In the wake of the 2014 NATO Wales Summit the Western Allies slowly began to confront the danger of Putin’s brinkmanship, but also made themselves ever more dependent on Russian hydrocarbons which the construction of the Nordstream 2 pipeline has come to symbolise.  Then Chancellor Merkel’s decision to scrap German nuclear power in the wake of the 2011 Fukushima disaster only made the gap between intent and reality in European defence seem ever wider.   The result was an absurd situation in which Europeans were funding the very Russian forces that were increasingly a threat to fellow Europeans.  Those of us who repeatedly warned of this danger were accused of being hawks and of failing to understand the unerring logic of globalisation and interdependence that made war in Europe impossible.  To rebuff this nonsense in early 2018 General John Allen, Lieutenant-General Ben Hodges and I began writing Future War and the Defence of Europe.

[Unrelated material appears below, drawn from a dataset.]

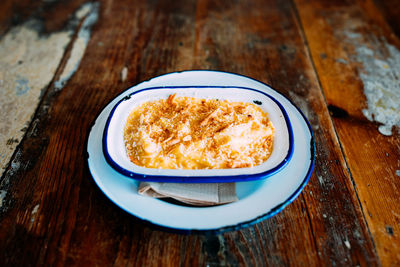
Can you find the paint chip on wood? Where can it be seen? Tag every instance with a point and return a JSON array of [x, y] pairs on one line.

And then came COVID 19. Like so many pandemics before it COVID 19 accelerated conflict by both destabilising societies and systems and by forcing states to invest in short-term health security at the expense of long term national security. COVID 19 also skewed further an already fast skewing balance of power in favour of the autocracies as economic and military power shifted away from Europe to Asia. 

At the same time, the slump in economic activity and the crash in the price of oil and gas also stalled the modernisation of Russia’s armed forces.  This created a situation in which Putin would both never have a better window of opportunity to force both Belarus and Ukraine into some form of Union State with Russia, but also only a relatively short such window. A post-pandemic Europe would sooner rather than later begin to offset his temporary nuclear and missile dominance by re-capitalising their own armed forces as part of a new ‘contract’ with over-stretched Americans that would be vital to keep NATO credible as a defensive alliance.   In other words, Putin had to act now or never.   He did. As I warned he would.           

The tragedy unfolding in Ukraine today is not so much the end of history and clash of civilisations but rather the end of a phase of history and a clash within European civilisation.  It is also Putin’s great illusion for he has embarked on a war that he simply cannot win.  Sadly, it is likely to be as long war in which tens of thousands of fellow Europeans die.  Therefore, European leaders would do well to remember the 1919 words of Winston Churchill (Boris???) “The task upon Ministers of the Crown at the present time is really a very heavy one indeed. But at any rate, the difficulties we have to face are only the difficulties of circumstances, and the opposition we have to encounter—the only opposition we have to encounter—is the opposition of events. It is well that that should be so, because the tasks are heavy and formidable.”

This is just the beginning not only of a war but a Second Cold War. It is also the clash of several great illusions. After all, ill-judged wilful power and wilful weakness, and the miscalculations that inevitably drive it, is not only the very stuff of history it is as old as Europe itself.